“Reclaiming the earth one worm at a time” is the motto we’ve come up with at Draco Hill. The reason we think in terms of worms is because of the first soil we ever dug here. Paul grabbed a shovel, stuck it in some tilled up ground and threw it onto some cardboard nearby. Suzan bent over to count the bugs. They were told that the presence of lots of insects would be a good sign of healthy soil. It was only a matter of seconds before Suzan started laughing hard.
Here’s what our soil looked like:
There wasn’t a single living thing to be seen with the naked eye. No spiders. No worms. None of those beetle-like bugs. Nothing. We knew we had a lot of work to do.
So among other things we bought a 2,000 worms and a worm factory (though making one was possible too, Suzan was being her usual impatient self). This started our vermicomposting effort. Then we started loading it up with food scraps from the kitchen and shredded paper trash from the office. (This is a great way to avoid taking your kitchen waste out to the composter in the snow!) You can see what that looks like in the thumbnail above.
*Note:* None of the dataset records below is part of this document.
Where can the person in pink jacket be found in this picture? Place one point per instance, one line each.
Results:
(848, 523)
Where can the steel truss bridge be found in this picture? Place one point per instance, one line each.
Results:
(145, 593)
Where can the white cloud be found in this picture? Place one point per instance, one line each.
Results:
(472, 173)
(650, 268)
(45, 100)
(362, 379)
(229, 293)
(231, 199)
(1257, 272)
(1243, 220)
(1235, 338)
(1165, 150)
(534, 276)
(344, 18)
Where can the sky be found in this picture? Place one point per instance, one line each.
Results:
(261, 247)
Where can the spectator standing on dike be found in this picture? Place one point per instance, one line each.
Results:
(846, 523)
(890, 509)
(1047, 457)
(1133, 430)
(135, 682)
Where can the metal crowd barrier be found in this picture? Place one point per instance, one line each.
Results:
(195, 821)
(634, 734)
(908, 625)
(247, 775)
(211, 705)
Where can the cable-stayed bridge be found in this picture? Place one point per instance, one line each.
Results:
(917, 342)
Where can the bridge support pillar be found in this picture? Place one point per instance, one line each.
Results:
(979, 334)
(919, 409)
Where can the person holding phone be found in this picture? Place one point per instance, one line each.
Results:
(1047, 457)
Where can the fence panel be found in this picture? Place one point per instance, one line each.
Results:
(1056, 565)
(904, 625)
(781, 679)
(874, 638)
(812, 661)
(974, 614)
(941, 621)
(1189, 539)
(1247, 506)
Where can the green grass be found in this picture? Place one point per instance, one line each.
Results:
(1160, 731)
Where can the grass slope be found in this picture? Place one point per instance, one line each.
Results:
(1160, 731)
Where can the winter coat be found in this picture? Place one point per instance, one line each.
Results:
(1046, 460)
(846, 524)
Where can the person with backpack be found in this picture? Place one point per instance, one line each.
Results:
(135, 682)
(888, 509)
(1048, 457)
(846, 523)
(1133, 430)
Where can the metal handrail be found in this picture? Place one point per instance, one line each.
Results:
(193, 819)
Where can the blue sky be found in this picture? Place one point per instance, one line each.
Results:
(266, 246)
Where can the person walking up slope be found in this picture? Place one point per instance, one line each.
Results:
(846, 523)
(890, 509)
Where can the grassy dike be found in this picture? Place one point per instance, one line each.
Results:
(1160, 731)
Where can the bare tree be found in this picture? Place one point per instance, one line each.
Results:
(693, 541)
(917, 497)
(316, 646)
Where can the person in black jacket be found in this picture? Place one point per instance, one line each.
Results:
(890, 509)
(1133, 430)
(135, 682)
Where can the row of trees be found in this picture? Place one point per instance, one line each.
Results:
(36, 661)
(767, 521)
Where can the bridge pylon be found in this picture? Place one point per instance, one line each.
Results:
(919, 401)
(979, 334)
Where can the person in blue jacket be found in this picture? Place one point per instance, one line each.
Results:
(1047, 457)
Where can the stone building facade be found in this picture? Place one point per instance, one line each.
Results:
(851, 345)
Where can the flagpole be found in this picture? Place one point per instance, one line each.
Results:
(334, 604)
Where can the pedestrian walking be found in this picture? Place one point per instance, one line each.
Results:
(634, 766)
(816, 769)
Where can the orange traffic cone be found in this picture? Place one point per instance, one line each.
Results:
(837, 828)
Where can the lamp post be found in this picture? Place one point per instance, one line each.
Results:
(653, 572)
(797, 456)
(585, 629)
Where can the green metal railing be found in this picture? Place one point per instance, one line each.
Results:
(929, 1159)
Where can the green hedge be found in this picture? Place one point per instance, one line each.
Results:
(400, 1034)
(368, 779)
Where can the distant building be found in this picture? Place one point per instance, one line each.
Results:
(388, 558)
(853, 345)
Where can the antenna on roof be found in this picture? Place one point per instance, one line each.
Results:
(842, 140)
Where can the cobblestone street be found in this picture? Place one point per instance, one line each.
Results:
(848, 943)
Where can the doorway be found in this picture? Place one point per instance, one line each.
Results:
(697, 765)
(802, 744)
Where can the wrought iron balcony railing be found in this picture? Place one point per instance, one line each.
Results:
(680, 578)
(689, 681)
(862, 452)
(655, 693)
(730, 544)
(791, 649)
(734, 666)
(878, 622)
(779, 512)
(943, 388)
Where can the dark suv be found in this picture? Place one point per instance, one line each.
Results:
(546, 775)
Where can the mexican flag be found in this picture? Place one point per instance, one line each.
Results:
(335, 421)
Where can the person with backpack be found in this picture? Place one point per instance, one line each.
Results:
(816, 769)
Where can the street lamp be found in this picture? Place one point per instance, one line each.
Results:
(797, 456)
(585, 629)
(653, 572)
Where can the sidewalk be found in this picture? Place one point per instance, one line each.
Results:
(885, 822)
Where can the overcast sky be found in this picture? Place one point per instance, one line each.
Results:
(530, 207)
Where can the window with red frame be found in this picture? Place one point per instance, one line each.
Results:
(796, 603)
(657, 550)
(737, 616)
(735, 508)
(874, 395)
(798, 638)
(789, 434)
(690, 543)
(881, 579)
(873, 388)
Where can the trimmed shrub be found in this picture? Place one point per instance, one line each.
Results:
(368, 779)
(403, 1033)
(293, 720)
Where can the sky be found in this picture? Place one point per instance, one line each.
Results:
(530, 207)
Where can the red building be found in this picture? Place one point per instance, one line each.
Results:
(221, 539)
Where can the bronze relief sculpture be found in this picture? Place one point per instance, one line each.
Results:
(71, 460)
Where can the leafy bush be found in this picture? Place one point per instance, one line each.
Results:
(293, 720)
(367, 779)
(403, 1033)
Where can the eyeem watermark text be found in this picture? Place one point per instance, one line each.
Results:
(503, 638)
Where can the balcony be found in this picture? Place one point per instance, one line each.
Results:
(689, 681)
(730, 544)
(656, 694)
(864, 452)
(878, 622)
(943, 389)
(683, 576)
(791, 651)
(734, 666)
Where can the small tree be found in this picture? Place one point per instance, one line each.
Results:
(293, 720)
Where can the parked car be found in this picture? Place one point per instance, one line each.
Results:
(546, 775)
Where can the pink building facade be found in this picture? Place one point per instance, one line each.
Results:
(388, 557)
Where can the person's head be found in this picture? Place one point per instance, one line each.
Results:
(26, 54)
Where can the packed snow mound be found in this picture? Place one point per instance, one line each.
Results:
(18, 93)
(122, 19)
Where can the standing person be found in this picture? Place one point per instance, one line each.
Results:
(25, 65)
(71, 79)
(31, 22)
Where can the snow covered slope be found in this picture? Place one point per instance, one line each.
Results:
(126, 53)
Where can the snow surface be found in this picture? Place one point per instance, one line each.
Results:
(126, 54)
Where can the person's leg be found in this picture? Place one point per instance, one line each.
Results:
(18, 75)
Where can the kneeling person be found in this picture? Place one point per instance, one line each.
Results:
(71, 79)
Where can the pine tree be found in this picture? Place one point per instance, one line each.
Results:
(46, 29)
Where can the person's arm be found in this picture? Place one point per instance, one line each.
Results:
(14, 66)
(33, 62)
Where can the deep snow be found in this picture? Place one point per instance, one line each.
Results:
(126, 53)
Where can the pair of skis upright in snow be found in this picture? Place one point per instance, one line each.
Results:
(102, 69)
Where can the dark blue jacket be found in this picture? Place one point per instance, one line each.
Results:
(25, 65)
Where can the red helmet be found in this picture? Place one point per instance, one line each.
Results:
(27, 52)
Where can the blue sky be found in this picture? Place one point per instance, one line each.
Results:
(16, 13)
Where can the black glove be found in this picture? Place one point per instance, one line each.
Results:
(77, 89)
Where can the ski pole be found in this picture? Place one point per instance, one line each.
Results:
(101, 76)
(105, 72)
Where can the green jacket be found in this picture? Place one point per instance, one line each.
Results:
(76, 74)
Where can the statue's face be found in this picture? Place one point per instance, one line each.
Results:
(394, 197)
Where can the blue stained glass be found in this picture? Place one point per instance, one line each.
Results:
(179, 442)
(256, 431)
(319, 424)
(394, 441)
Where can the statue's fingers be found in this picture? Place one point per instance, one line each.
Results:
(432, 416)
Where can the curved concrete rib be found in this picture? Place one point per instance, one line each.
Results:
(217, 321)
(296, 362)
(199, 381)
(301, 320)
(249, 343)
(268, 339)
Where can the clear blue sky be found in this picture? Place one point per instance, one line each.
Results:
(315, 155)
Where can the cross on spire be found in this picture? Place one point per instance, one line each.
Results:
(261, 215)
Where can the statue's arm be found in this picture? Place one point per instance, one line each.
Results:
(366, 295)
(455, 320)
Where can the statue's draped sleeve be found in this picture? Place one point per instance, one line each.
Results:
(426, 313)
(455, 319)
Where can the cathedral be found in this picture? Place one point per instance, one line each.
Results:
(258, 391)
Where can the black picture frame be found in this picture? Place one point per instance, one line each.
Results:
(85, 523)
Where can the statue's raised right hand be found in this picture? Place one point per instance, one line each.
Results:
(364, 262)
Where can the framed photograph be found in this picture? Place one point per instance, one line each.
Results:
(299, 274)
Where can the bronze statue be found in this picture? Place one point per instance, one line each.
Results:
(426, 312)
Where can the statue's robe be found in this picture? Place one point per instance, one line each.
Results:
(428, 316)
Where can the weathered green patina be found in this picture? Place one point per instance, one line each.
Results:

After a few months of steady feeding, those worms turned that mess of paper and potatoes and apple skins into this:
It’s great stuff called worm castings (or worm poop for the kids among us). Now what to do with it? We can mix it into the soil. We did that last year with our starter mix for seedlings, but thought this might be pretty powerful stuff for little seeds. We used the water that ran through it – leachate – and poured it on the garden, but it didn’t go very far. This year we’re going to turn it into a compost extract by putting it in a mesh bag and massaging it in a bucket of water for about a minute. That 4 gallons should give us enough – diluted into more water – to cover four acres, according to Elaine Ingram a microbiologist at the Rodale Institute. Elaine spoke at a Practical Farmers of Iowa conference this year and told us the water that just runs through the vermicompost doesn’t change the biology of it. Only working it either by hand or, to make compost tea with an air pump blowing water through it, can the important nutrients end up in the final product.
We’ll see how it works this summer. In the meantime, we’ve loaded up our worms with more food scraps and paper!